Hi I give mine medow hay but they aren't keen on the stuff from Asda and hay from pets corner seemed dusty. They love pets at home hay but every time I grab some for them it's full of thorns and small twigs. What do you use?

Thanks!


----------



## kellyrich (Jan 8, 2009)

In use meadow hay from tesco and also Timothy hay from Pets at home which i was recommended to use as apparently it is better than normal hay x


----------



## MaryE (Mar 12, 2009)

I have just started to buy something called 3 way hay. It is a combination of wheat, barley and oat hay in one bale. My house rabbits seem to like it better than what I was giving them earlier which was just oat hay.

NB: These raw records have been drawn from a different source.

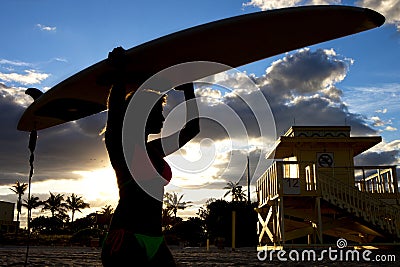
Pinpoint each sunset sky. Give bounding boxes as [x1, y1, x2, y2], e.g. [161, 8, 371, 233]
[1, 0, 400, 226]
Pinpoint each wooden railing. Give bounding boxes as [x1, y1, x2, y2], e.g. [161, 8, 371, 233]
[257, 161, 400, 238]
[354, 166, 398, 194]
[315, 166, 399, 195]
[316, 170, 400, 237]
[257, 161, 280, 206]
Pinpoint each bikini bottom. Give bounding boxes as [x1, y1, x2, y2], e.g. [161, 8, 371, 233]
[101, 229, 176, 267]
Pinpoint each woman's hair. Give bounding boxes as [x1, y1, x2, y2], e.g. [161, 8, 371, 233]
[100, 88, 167, 136]
[126, 89, 167, 106]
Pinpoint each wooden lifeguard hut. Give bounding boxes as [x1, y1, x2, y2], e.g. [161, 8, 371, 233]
[255, 126, 400, 249]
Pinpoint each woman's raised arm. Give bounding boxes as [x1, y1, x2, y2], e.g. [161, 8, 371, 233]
[148, 82, 200, 157]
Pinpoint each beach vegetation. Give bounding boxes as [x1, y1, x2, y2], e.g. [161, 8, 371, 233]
[163, 192, 193, 219]
[223, 181, 247, 202]
[22, 195, 43, 229]
[65, 193, 90, 223]
[198, 198, 258, 248]
[42, 192, 68, 219]
[9, 181, 28, 231]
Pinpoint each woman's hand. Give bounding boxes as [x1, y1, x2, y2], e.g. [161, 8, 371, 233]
[103, 46, 129, 86]
[148, 81, 199, 156]
[107, 46, 128, 70]
[174, 83, 195, 101]
[174, 83, 194, 93]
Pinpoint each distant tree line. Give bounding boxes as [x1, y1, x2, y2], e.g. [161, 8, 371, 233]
[8, 180, 258, 248]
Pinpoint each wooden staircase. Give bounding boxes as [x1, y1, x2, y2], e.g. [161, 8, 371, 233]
[316, 172, 400, 239]
[256, 162, 400, 248]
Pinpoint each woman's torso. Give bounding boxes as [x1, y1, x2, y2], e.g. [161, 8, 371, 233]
[105, 131, 171, 235]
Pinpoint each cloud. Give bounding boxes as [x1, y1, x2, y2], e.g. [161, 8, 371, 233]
[243, 0, 340, 10]
[73, 112, 107, 137]
[195, 87, 223, 105]
[0, 86, 109, 187]
[36, 23, 56, 32]
[0, 59, 32, 67]
[0, 47, 393, 208]
[356, 0, 400, 31]
[355, 148, 399, 166]
[263, 48, 351, 97]
[248, 48, 375, 136]
[0, 83, 34, 107]
[0, 70, 49, 85]
[385, 126, 397, 131]
[242, 0, 400, 30]
[376, 108, 388, 114]
[353, 139, 400, 173]
[0, 48, 376, 181]
[161, 48, 382, 193]
[53, 57, 68, 63]
[371, 116, 385, 127]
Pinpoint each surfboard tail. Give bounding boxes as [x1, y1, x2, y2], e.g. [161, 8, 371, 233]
[363, 7, 385, 27]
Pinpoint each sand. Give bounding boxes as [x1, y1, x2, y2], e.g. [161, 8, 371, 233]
[0, 245, 398, 266]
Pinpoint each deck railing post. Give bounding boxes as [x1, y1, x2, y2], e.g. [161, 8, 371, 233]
[316, 197, 323, 244]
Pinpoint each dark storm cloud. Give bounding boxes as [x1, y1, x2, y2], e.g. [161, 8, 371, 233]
[0, 47, 385, 189]
[176, 48, 376, 147]
[355, 150, 400, 166]
[162, 48, 381, 188]
[253, 48, 376, 136]
[161, 49, 377, 154]
[355, 139, 400, 166]
[74, 112, 107, 137]
[191, 147, 272, 191]
[0, 85, 36, 185]
[264, 48, 350, 96]
[164, 86, 265, 143]
[0, 86, 109, 186]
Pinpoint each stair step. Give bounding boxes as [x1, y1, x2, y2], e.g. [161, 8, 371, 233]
[319, 177, 400, 239]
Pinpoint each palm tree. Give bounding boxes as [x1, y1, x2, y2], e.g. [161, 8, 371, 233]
[223, 181, 247, 202]
[66, 193, 90, 223]
[97, 205, 114, 229]
[162, 207, 175, 230]
[22, 195, 42, 228]
[163, 192, 192, 219]
[42, 192, 67, 219]
[100, 205, 114, 217]
[234, 185, 247, 202]
[9, 181, 28, 228]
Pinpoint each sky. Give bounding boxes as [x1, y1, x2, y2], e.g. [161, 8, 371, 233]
[1, 0, 400, 226]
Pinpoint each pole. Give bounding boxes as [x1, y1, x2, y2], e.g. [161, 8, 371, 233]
[247, 156, 251, 204]
[316, 197, 323, 244]
[23, 89, 42, 267]
[24, 129, 37, 267]
[232, 210, 236, 251]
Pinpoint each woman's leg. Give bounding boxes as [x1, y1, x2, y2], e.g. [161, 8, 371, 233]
[101, 230, 148, 267]
[149, 240, 176, 267]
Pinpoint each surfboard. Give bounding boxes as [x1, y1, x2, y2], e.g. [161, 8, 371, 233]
[17, 5, 385, 131]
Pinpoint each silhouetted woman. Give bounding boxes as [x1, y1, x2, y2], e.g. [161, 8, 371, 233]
[101, 47, 199, 266]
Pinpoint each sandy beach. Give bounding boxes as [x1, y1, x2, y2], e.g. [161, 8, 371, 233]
[0, 246, 264, 267]
[0, 245, 398, 266]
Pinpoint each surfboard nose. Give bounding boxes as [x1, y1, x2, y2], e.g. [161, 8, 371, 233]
[364, 7, 385, 27]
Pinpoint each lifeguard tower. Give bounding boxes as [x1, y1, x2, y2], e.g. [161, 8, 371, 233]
[256, 126, 399, 248]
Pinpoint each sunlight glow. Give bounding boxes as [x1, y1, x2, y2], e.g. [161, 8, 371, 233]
[72, 168, 119, 201]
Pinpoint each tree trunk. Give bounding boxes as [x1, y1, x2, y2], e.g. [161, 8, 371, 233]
[16, 197, 21, 234]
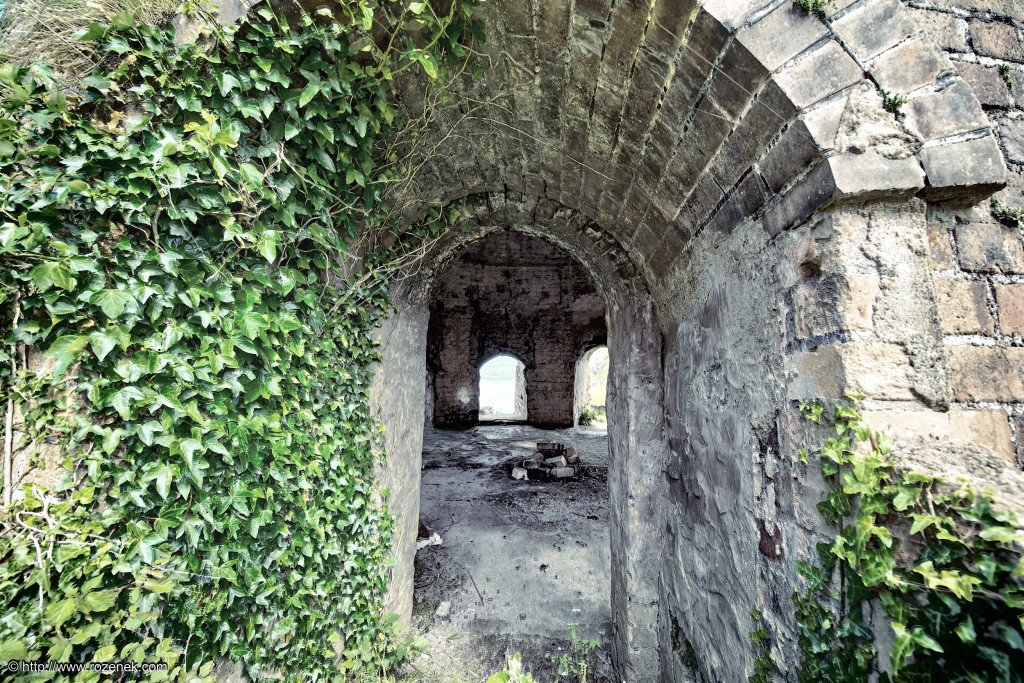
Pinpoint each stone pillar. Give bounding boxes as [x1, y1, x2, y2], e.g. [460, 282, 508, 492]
[370, 298, 430, 624]
[607, 298, 667, 682]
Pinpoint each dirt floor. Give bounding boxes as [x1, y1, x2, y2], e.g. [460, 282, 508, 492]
[410, 424, 616, 682]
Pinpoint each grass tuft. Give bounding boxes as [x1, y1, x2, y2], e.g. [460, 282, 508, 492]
[0, 0, 180, 76]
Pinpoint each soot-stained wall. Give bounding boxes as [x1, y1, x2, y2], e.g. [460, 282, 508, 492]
[427, 231, 606, 428]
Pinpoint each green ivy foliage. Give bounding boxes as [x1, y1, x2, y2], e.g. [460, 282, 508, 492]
[792, 399, 1024, 682]
[0, 1, 481, 680]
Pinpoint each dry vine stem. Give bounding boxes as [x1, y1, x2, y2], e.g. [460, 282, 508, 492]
[3, 294, 19, 508]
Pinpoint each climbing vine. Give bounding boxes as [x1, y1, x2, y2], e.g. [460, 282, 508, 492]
[792, 398, 1024, 682]
[0, 0, 482, 680]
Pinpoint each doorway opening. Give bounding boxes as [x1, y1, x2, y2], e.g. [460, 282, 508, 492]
[413, 231, 614, 678]
[575, 346, 608, 427]
[380, 202, 666, 681]
[478, 354, 527, 422]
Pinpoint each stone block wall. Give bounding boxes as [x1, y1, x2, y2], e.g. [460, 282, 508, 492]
[926, 203, 1024, 465]
[426, 231, 606, 428]
[897, 0, 1024, 467]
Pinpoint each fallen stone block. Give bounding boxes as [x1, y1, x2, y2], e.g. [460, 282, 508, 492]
[566, 454, 579, 465]
[523, 459, 545, 470]
[551, 467, 575, 478]
[416, 532, 443, 550]
[545, 455, 568, 467]
[512, 467, 528, 480]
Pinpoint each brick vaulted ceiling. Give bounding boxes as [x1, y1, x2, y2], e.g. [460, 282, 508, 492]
[365, 0, 1007, 289]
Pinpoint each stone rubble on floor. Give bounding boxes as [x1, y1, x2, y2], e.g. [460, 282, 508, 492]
[512, 442, 580, 481]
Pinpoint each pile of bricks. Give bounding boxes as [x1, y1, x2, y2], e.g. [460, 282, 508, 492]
[511, 442, 579, 481]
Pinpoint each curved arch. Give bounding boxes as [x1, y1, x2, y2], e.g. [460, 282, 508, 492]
[383, 0, 1005, 297]
[477, 348, 528, 368]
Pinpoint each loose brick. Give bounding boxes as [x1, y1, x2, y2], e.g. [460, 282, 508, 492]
[948, 345, 1024, 401]
[832, 0, 917, 61]
[933, 278, 994, 335]
[969, 21, 1024, 63]
[845, 274, 880, 330]
[841, 342, 915, 400]
[906, 8, 968, 53]
[1010, 65, 1024, 104]
[794, 278, 844, 339]
[955, 222, 1024, 273]
[763, 160, 836, 237]
[997, 117, 1024, 165]
[1015, 414, 1024, 466]
[870, 38, 954, 95]
[786, 345, 844, 400]
[828, 152, 925, 198]
[920, 135, 1008, 203]
[927, 222, 957, 268]
[995, 283, 1024, 335]
[775, 41, 862, 110]
[736, 3, 828, 73]
[707, 40, 770, 120]
[904, 80, 990, 141]
[956, 62, 1012, 108]
[863, 408, 1014, 462]
[759, 121, 819, 193]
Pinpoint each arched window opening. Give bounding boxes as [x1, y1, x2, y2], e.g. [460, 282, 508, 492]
[575, 346, 608, 426]
[478, 354, 527, 421]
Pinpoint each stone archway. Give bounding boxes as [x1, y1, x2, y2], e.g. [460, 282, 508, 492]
[211, 0, 1020, 679]
[371, 194, 667, 679]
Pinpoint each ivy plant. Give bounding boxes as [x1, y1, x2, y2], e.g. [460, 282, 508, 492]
[792, 398, 1024, 682]
[0, 0, 482, 680]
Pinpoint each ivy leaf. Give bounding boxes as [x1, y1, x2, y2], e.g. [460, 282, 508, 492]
[0, 640, 28, 662]
[110, 386, 145, 419]
[137, 420, 163, 446]
[955, 617, 976, 645]
[82, 591, 117, 612]
[44, 597, 78, 629]
[110, 10, 135, 30]
[239, 163, 263, 189]
[91, 289, 132, 319]
[237, 312, 271, 340]
[141, 464, 173, 500]
[259, 231, 279, 263]
[75, 22, 108, 41]
[143, 575, 175, 595]
[299, 75, 321, 107]
[220, 72, 240, 97]
[179, 438, 204, 471]
[94, 644, 118, 662]
[47, 638, 73, 662]
[31, 262, 76, 292]
[89, 330, 119, 361]
[183, 518, 205, 547]
[44, 335, 89, 379]
[101, 428, 123, 455]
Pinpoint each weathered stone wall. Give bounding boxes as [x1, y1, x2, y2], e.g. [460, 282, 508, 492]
[898, 0, 1024, 467]
[654, 196, 996, 680]
[427, 232, 606, 428]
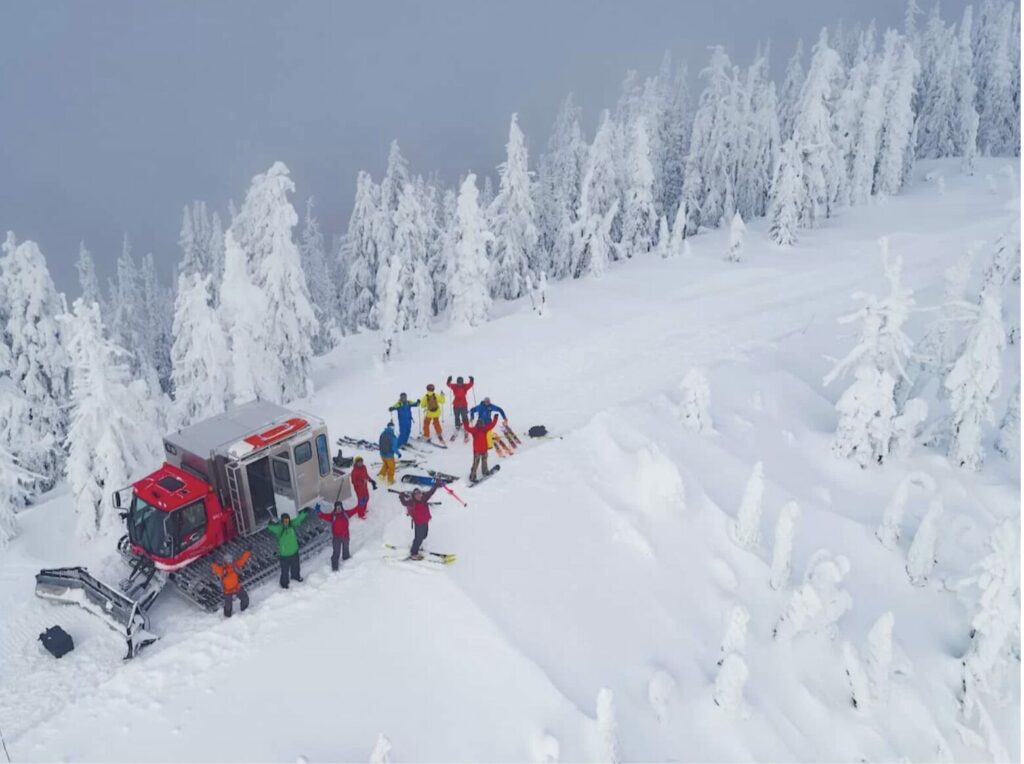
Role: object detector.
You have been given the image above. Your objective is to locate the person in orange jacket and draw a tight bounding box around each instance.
[211,549,252,617]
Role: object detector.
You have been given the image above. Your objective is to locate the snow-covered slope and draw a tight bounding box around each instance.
[0,160,1019,762]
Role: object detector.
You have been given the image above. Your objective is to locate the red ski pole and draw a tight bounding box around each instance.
[438,481,467,507]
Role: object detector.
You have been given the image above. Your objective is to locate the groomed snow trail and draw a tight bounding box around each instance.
[0,160,1018,762]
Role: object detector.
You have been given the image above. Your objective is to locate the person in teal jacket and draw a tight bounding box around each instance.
[388,393,419,450]
[267,508,311,588]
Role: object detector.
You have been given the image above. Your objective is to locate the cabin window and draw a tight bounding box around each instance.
[316,434,330,476]
[294,441,313,465]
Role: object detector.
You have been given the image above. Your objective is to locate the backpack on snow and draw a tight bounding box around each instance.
[39,625,74,658]
[528,425,548,438]
[426,392,439,412]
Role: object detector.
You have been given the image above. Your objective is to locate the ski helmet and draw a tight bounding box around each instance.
[483,397,491,404]
[222,550,234,562]
[399,392,407,399]
[457,376,464,384]
[354,456,363,464]
[334,501,344,511]
[426,383,435,391]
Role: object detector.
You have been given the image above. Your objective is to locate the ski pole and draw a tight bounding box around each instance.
[438,481,468,507]
[0,722,11,763]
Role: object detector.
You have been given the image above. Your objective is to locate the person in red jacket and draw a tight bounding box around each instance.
[399,483,440,560]
[464,415,499,483]
[317,500,360,571]
[349,456,377,518]
[446,374,474,442]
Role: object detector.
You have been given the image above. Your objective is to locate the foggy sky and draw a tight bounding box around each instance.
[0,0,973,294]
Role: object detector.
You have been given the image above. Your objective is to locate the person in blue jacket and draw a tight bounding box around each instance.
[377,422,399,485]
[388,392,419,450]
[471,397,509,453]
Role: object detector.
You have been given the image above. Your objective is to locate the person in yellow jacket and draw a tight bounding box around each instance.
[420,383,446,442]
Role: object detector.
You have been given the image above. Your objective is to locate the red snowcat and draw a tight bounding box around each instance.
[35,400,352,657]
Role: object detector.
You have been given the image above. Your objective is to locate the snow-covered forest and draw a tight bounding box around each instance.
[0,1,1020,760]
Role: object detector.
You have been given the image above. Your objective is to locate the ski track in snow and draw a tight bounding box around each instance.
[0,160,1020,762]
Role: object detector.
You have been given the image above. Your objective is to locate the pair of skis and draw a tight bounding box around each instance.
[382,543,456,566]
[338,435,427,456]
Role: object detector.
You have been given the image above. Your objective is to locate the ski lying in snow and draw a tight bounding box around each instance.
[383,543,456,563]
[468,464,501,486]
[502,425,523,446]
[338,436,425,456]
[401,472,459,487]
[383,554,455,567]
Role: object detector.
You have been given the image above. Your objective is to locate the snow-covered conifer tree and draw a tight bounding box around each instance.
[231,161,317,402]
[537,95,587,280]
[850,31,899,205]
[0,440,37,548]
[791,29,844,226]
[0,235,70,488]
[171,272,230,424]
[340,172,383,330]
[906,496,943,585]
[75,242,102,309]
[652,217,670,259]
[768,139,802,246]
[945,290,1005,470]
[831,366,898,467]
[63,299,161,539]
[395,185,434,337]
[219,229,274,403]
[369,734,392,764]
[726,212,746,263]
[620,117,657,257]
[299,198,341,353]
[779,40,806,139]
[378,254,404,362]
[678,367,712,433]
[842,641,873,711]
[995,381,1020,459]
[713,653,749,715]
[770,500,801,589]
[732,461,765,548]
[527,271,549,317]
[974,0,1018,156]
[875,35,920,196]
[572,111,620,277]
[773,552,852,640]
[960,519,1021,709]
[833,25,875,203]
[447,174,494,328]
[595,688,619,763]
[915,8,957,159]
[489,114,538,299]
[178,201,212,277]
[954,6,981,172]
[719,605,750,661]
[208,211,226,292]
[139,252,173,395]
[891,397,928,456]
[865,612,895,703]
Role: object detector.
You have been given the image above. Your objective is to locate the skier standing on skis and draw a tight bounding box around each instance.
[211,549,251,617]
[377,422,399,485]
[317,500,360,571]
[399,482,441,560]
[420,384,446,443]
[388,393,418,451]
[349,456,377,517]
[446,375,474,442]
[267,509,311,588]
[465,415,499,482]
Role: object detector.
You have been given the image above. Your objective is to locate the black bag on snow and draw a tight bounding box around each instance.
[39,625,74,658]
[528,425,548,438]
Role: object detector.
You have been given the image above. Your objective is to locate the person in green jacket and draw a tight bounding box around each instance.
[267,509,311,588]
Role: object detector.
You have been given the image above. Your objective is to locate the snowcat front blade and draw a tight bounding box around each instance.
[35,566,163,659]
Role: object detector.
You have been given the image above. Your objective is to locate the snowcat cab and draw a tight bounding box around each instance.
[35,401,352,658]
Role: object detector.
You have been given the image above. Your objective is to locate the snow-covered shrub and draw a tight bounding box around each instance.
[995,382,1020,459]
[876,472,936,549]
[906,496,943,586]
[667,202,688,259]
[831,367,897,467]
[770,501,801,590]
[945,290,1005,471]
[369,733,391,764]
[718,605,750,663]
[773,552,851,640]
[595,688,619,763]
[653,216,670,259]
[891,397,928,457]
[713,653,749,715]
[678,368,712,433]
[632,446,685,516]
[648,670,676,724]
[528,271,549,317]
[726,212,746,263]
[865,612,895,704]
[961,520,1021,707]
[842,641,872,711]
[531,732,560,763]
[732,461,764,549]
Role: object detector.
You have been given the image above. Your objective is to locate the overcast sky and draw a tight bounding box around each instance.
[0,0,972,294]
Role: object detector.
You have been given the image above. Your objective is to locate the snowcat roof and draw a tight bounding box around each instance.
[164,400,311,459]
[134,463,210,511]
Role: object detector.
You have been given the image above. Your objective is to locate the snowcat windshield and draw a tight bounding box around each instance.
[128,496,208,560]
[128,497,173,558]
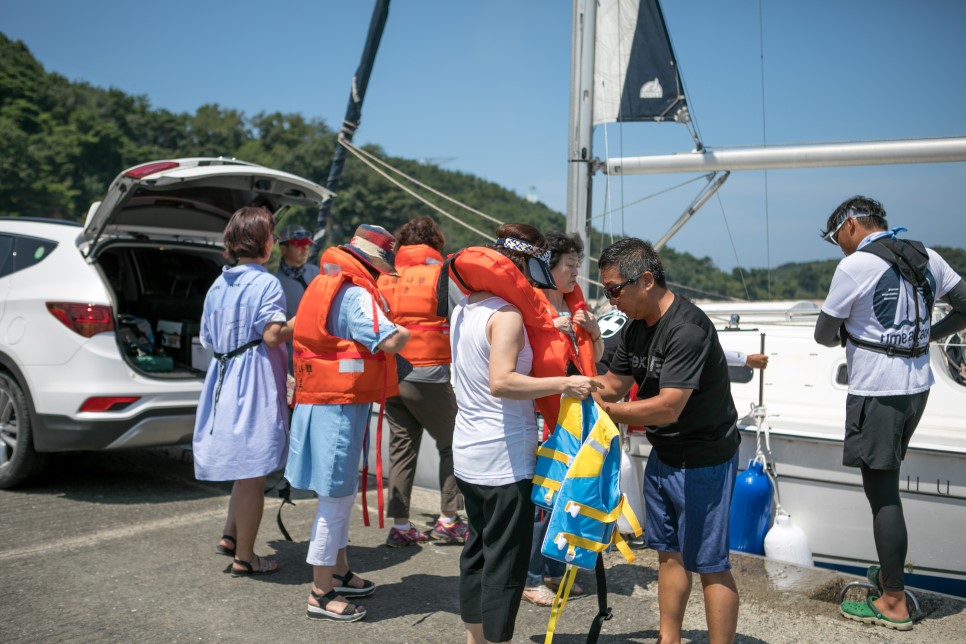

Also rabbits enjoy timothy hay.


----------



## frags (Feb 5, 2009)

mine have normal hay from a local farm but also have herbage timothy hay from pets at home


----------



## umber (Feb 15, 2009)

I bought mine a huge bag of meadow hay from a local petshop which apparently stocks up from a local farm... one of the people in the animal shelter recommened the hay there.

I have to say... I dont actually think my rabbits like it very much as I have started to wonder and worry that they dont seem to eat that much hay  The like the grass, and their food and veg and I do see them nibbling hay now and again but thats it!

Should I try changing it? and see if I notice a difference?


----------